Physicians and medical groups are calling for action because they view gun violence as an ongoing homeland security problem. The U.S. gun death rate far exceeds rates in all other wealthy countries; nearly 30,000 Americans die from gun injuries every year. The annual cost of gun violence is estimated at $100 billion.
The consensus statement asks for a comprehensive plan to reduce gun injuries, claiming that ending the firearm injury epidemic should be "among the leading imperatives of our time, along with access to health care, economic policy, environmental protection and, indeed, terrorism and the war in Iraq."
"We are calling on President Bush, Senator Kerry and members of Congress to address gun-related injury as a public health priority," said Michael McCally, MD, PhD, president of Physicians for Social Responsibility. "While the U.S. focuses its resources on possible terror attacks from unnamed enemies, thousands of Americans are dying from gunshot wounds."
"Allowing the assault weapons ban to expire is a step in the wrong direction," said Katherine Kaufer Christoffel, MD, MPH, professor of pediatrics and preventive medicine at Feinberg School of Medicine, Northwestern University, and founder of the HELP Network in Chicago. "Gun injury remains a critical public health problem. Most national medical societies agree on how to prevent these injuries -- by reducing access to guns."*
Charles Francis, MD, president of the American College of Physicians, and Carden Johnston, MD, president of the American Academy of Pediatrics, emphasized that adults and children of all ages are at risk. Dr. Francis stated, "We need a comprehensive national plan and localized plans for reducing gun violence.
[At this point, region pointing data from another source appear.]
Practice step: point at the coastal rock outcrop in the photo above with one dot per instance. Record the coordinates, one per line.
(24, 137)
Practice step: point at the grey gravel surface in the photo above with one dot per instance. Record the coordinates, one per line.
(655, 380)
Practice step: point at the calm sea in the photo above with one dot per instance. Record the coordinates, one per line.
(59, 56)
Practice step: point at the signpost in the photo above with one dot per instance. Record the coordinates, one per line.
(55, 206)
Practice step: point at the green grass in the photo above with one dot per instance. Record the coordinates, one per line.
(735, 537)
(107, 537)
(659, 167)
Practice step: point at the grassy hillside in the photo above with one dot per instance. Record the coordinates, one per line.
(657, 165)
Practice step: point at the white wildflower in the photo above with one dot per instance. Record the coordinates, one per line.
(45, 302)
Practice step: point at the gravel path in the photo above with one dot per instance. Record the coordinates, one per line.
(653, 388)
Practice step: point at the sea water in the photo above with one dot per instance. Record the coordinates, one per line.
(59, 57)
Most homicides, suicides and domestic violence deaths in the United States involve guns, causing untold suffering for victims and their families."
Physicians say they are ready to work with policymakers in developing prevention strategies, and that the pending expiration of the assault weapons ban, despite overwhelming public support for extending it, is a symptom of a much larger problem: Policymakers have been unable or unwilling to effectively address the public health toll of gun injuries in America.
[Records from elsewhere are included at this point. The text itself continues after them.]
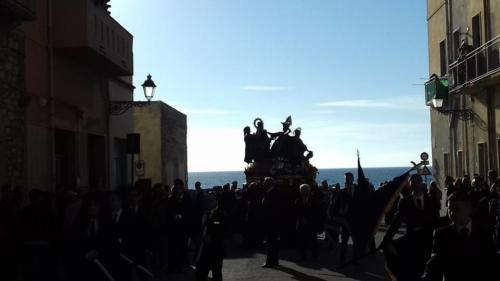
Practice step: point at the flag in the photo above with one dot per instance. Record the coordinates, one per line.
(362, 181)
(370, 211)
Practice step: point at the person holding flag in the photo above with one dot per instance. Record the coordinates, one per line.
(406, 256)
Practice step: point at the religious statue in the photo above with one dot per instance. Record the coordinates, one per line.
(285, 147)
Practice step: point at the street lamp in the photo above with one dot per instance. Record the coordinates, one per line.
(462, 114)
(149, 88)
(120, 107)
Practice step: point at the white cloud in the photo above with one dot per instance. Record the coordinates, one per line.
(264, 88)
(215, 149)
(404, 103)
(381, 145)
(189, 111)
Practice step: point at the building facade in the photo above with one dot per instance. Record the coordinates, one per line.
(163, 142)
(13, 14)
(77, 59)
(463, 92)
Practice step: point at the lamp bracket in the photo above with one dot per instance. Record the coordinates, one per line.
(120, 107)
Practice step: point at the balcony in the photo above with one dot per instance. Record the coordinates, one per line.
(16, 11)
(85, 31)
(480, 67)
(435, 89)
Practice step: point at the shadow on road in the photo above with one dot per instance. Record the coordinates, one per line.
(297, 275)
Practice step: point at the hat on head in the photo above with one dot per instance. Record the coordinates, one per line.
(288, 121)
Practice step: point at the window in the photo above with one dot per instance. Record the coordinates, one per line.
(476, 31)
(498, 150)
(482, 156)
(446, 164)
(442, 57)
(460, 163)
(456, 43)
Dr. Johnston said it is absolutely unacceptable that an average of eight American children are killed by firearms every day -- nearly 3,000 children and youth each year. "Sadly, pediatricians see far too many children who are disabled or die from gun injuries," commented Dr. Johnston. "Guns should not be in places where children live and play."
Medical Groups Presenting the Statement Include:
Ambulatory Pediatric Association, American Academy of Child and Adolescent Psychiatry, American Academy of Pediatrics, American Association for the Surgery of Trauma, American Association of Suicidology, American College of Emergency Physicians, American College of Physicians, American College of Preventive Medicine, American College of Surgeons, American Medical Women's Association, American Public Health Association, National Hispanic Medical Association, National Medical Association
Source: American Academy of Pediatrics; Doctors Against Handgun Injury; Physicians for Social Responsibility; The HELP Network
Founded in 1872, the APHA is the oldest, largest and most diverse organization of public health professionals in the world. The association aims to protect all Americans and their communities from preventable, serious health threats and strives to assure community-based health promotion and disease prevention activities and preventive health services are universally accessible in the United States. APHA represents a broad array of health providers, educators, environmentalists, policy-makers and health officials at all levels working both within and outside governmental organizations and educational institutions.